Here’s FERN’s new video:
The EU Timber Regulation came into force on 3 March 2013. According to the regulation, timber traders have to carry out due diligence to ensure that the timber they are selling in Europe is legal:
On the basis of a systemic approach, operators placing timber and timber products for the first time on the internal market should take the appropriate steps in order to ascertain that illegally harvested timber and timber products derived from such timber are not placed on the internal market. To that end, operators should exercise due diligence through a system of measures and procedures to minimise the risk of placing illegally harvested timber and timber products derived from such timber on the internal market.
The EU regulation follows similar regulation in the US, implemented in 2008 under the Lacey Act. The EU legislation goes further, by seeking to sign legally binding agreements with timber producing countries to achieve legality and reform of forest governance.
On its website, FERN notes that,
Illegal logging destroys forests and damages communities, but it is hard to tackle because it is often an integral part of a nation’s economy, giving financial support to political parties and companies. FERN believes the challenge is to address the root causes of illegal operations: corruption, unclear tenure situation and the excessive influence of the timber industry.
FERN administers a website providing information on VPAs. And Chatham House in the UK runs an Illegal Logging Portal, providing a huge amount of information on illegal logging.
So far, REDD-Monitor has not looked in detail at illegal logging. It is, after all, a bit of a no brainer. Illegal logging is, er, illegal. Timber is really big stuff.
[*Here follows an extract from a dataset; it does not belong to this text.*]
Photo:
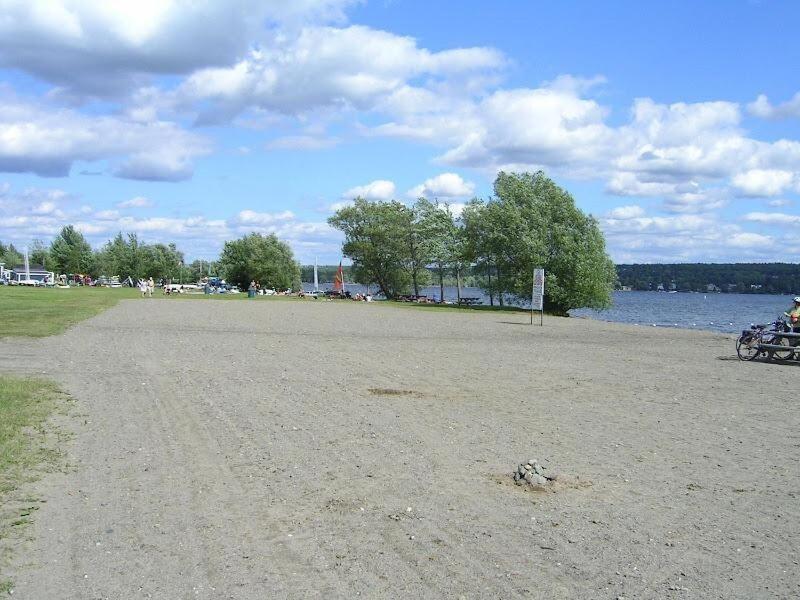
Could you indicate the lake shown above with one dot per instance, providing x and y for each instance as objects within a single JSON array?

Smuggling it is kind of tricky (unlike drugs, for example). If it’s illegal, surely it’s just a case of rounding up the bad guys and locking them away?
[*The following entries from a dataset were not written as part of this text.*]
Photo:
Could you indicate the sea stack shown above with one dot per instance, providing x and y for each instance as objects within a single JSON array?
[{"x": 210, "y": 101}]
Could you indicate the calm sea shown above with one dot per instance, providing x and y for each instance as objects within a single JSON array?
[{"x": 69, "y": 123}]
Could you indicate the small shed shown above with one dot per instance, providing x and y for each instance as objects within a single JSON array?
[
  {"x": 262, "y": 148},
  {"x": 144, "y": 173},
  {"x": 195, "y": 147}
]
Obviously it’s not so easy. Just as stopping deforestation is more complicated than putting a price on the carbon stored in forests, stopping illegal logging involves facing up to powerful vested interests. Corruption makes addressing illegal logging more difficult, in countries where government officials earn far more from backhanders than they would from addressing illegal logging. Legislation on illegal logging applies not only to logs but to timber products such as paper. Implementing unjust forest laws, can have serious implications for local communities living in and near forests. The scale of the problem is vast. In 2010, Chatham House estimated that as much as 100 million cubic metres of timber are harvested illegally each year.
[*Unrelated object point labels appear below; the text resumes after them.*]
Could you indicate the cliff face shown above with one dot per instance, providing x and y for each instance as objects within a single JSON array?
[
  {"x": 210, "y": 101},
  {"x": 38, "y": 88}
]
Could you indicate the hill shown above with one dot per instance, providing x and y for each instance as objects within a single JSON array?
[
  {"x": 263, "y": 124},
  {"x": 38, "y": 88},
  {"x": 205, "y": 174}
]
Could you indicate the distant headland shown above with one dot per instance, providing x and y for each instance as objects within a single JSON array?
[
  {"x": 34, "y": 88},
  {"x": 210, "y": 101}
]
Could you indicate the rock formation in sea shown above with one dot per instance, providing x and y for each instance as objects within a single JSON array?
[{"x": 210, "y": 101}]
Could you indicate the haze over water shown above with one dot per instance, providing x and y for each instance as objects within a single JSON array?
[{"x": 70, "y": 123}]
As the FERN video illustrates with the map below, many of the countries that are in FLEGT negotiations or have already signed a Voluntary Partnership Agreement (VPA) also have REDD programmes.

Addressing illegal logging must play an important part in attempts to reduce deforestation. So this post will be the first in an occasional series looking in more detail at illegal logging. The next in the series will look at a report on how VPAs are encouraging forest reform by journalist Fred Pearce, commissioned by FERN in 2012.